Data breaches are not always the work of outside hackers. In this, and many other cases, employees are guilty of causing the breaches.
It’s a point that must be reiterated as some people are unaware of the actual statistics. In one example, a former employee took more than 10,000 records with him when he left a company in November 2015 triggering a breach of monumental proportions.
Nature of the data breach
The former governmental employee took over 10,000 records by copying the data onto two pen drives, and regulators notified the government of the ‘major security incident’. A review of the breach took place in August 2016 following a change in policy that prevented employees from transferring information onto a removable drive unless approved by a supervisor.
This is a clear data breach and potentially puts thousands of people’s personal data at risk.
Investigation
The authority responsible for investigating the matter concluded that the unauthorised access was classified as a ‘major incident’ but went on to say that there was no evidence to suggest that the information had been disclosed to the public or misused in anyway.
Although the investigation team gives its assurances, it goes to show that data breaches can happen anywhere, at any time, and by anyone.
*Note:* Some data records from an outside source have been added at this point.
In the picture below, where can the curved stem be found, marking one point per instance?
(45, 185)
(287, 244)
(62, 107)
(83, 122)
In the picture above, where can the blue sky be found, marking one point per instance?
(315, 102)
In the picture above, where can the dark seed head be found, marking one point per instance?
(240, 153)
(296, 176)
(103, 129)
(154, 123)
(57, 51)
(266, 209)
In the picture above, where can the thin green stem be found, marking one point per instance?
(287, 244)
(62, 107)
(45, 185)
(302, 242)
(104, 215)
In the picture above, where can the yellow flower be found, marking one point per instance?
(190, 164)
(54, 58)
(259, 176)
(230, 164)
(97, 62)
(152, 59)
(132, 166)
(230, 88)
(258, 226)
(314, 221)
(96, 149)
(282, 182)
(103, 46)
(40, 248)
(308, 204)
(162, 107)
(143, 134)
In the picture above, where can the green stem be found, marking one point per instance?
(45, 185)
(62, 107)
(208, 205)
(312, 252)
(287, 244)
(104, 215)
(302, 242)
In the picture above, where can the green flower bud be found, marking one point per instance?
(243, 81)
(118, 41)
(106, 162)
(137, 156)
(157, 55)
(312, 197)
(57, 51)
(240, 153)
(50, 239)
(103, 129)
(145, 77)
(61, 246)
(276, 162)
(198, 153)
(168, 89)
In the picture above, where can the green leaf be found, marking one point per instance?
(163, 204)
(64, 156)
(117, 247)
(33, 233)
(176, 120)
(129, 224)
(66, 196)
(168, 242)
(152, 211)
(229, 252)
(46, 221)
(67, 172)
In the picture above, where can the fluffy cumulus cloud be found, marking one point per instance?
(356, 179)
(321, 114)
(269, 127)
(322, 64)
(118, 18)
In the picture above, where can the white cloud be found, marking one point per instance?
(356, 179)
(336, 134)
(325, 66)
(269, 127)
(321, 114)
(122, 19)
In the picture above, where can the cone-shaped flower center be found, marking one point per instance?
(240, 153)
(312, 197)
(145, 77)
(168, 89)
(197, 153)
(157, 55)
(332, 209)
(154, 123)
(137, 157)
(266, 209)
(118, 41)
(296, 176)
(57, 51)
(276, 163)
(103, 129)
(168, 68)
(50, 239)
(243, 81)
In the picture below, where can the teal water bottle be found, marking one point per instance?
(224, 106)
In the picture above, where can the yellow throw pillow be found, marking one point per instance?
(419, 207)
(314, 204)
This case goes to show that many individuals are vulnerable to these ‘insider jobs’ and it’s a scary thought that many could have unauthorised access to our personal data. If organisations like the government cannot adequately secure our personal data, who can?
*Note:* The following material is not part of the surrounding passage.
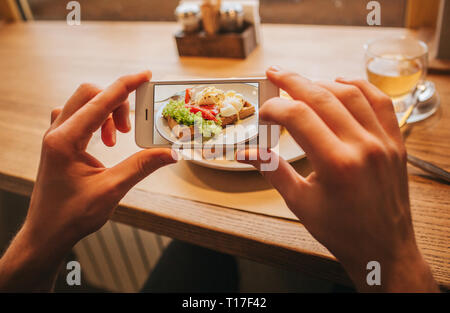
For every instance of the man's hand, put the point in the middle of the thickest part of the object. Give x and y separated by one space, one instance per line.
356 200
74 194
Although the data breach was apparently not high risk to the government, in practice, it still highlights the fact that companies and organisations are not doing enough to prevent unauthorised access to personal data, leading to data breaches. This may not be an isolated event – investigators highlighted the data transferred by the former employee, but there is shortly going to be a review of other files.
Policies to secure our personal data
It begs the question – will our data ever be secure? The stark truth is probably not.
If companies and organisations do not have stringent data protection procedures in place, the risk of a data breach increases.
It’s no use that companies and organisations are reactive to data protection; they should always be proactive and on guard in our view. Policies and technical safeguards have been implemented in response to the ‘major incident’. These policies and safeguards will probably never be 100 per cent foolproof. Somewhere down the line, employees, organisations, or even outside cyber-hackers may circumvent these rules. In response to this, greater penalties should be imposed.
Data protection necessary now more than ever
Data breaches have spiked in recent years, which could be due to a number of problems, but the one that arguably has the greatest contribution is the lack of cybersecurity and procedures enforced. By having a relaxed attitude towards data protection, businesses and organisations are effectively allowing personal data to be accessed by unauthorised persons, either an insider or otherwise.
Until businesses and organisations pluck up their ideas and seek to implement maximum security protection, personal data is at risk of unauthorised access, whether lost or stolen. This highlights the digital era that we are in, one that questions the security of our personal data.